Third highest rate of glacier melt observed

By John Parnell

Glacier melt reached its third highest ever recorded rate during 2010/2011, according the latest data released this week.

The World Glacier Monitoring Service (WGMS), which has more than 100 years of records, found a one metre water equivalent (m w.e) drop in glacier thickness.

“The new data continues the global trend in strong ice loss over the past few decades and brings the cumulative average thickness loss of the reference glaciers since 1980 at more than 15 m w.e,” said the WGMS release, while stressing that this data remains tentative.

The mass balance of a glacier is the total increase or decrease in its thickness once melting, additional bulk from rain and snow and other factors are all combined.

The Lower Curtis Glacier in the US, which added 941mm to its thickness this year. (Source: Flickr/Brewbooks)

“The data provided by the world glacier monitoring service (WGMS) from more than 100 glaciers worldwide provides a clear indication of the continuing cumulative trend in ice mass loss from the world’s glaciers,” said Professor Pete Nienow, glaciologist at the University of Edinburgh’s School of Geosciences.

“The data from the 2010/11 mass balance year indicates the third highest net mass ice loss in the last 32 years and a continuation of the increasingly negative trend in mass balance, so the rate of loss is increasing, during this time period,” Nienow told RTCC.

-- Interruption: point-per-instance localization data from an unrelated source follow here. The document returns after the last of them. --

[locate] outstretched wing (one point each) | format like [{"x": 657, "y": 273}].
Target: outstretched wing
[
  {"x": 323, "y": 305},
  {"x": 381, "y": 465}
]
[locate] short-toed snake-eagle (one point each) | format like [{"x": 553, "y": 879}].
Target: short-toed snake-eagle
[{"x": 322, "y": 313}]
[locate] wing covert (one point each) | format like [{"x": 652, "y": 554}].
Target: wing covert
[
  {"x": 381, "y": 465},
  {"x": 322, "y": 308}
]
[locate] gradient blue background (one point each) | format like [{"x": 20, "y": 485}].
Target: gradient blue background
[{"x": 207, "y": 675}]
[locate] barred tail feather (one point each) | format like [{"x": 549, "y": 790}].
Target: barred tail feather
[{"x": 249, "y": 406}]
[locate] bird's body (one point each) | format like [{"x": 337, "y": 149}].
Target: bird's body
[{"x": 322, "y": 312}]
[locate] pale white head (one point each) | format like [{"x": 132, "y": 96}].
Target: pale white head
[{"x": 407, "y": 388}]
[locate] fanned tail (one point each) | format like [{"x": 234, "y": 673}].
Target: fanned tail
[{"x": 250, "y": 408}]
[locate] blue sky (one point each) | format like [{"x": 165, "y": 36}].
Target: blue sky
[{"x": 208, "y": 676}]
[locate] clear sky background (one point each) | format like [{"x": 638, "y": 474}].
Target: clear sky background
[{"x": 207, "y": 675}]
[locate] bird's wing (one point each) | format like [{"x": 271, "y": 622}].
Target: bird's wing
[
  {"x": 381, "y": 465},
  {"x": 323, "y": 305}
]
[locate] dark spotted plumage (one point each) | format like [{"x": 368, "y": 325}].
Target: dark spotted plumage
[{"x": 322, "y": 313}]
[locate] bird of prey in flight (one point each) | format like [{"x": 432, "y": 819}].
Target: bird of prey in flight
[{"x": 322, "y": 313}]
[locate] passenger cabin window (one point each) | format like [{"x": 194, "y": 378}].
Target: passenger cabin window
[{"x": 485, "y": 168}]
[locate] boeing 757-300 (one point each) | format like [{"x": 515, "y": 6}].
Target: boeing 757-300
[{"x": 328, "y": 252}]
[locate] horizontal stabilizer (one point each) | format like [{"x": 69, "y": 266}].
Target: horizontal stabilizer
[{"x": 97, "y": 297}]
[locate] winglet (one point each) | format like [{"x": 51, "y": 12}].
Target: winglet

He added that the findings match-up with those of a recent study into the cumulative ice loss of the Greenland and Antarctic ice sheets.

The melting is not distributed evenly across the earth’s surface however with many US glaciers bulking up during the 2010/11 hydrological year, which runs from October to September.

A number of records have been breached in recent months with an Australian heatwave requiring a new colour band to be added to meteorological maps, a US drought affecting 61% of the country high global average surface temperatures continuing to bunch together in recent years.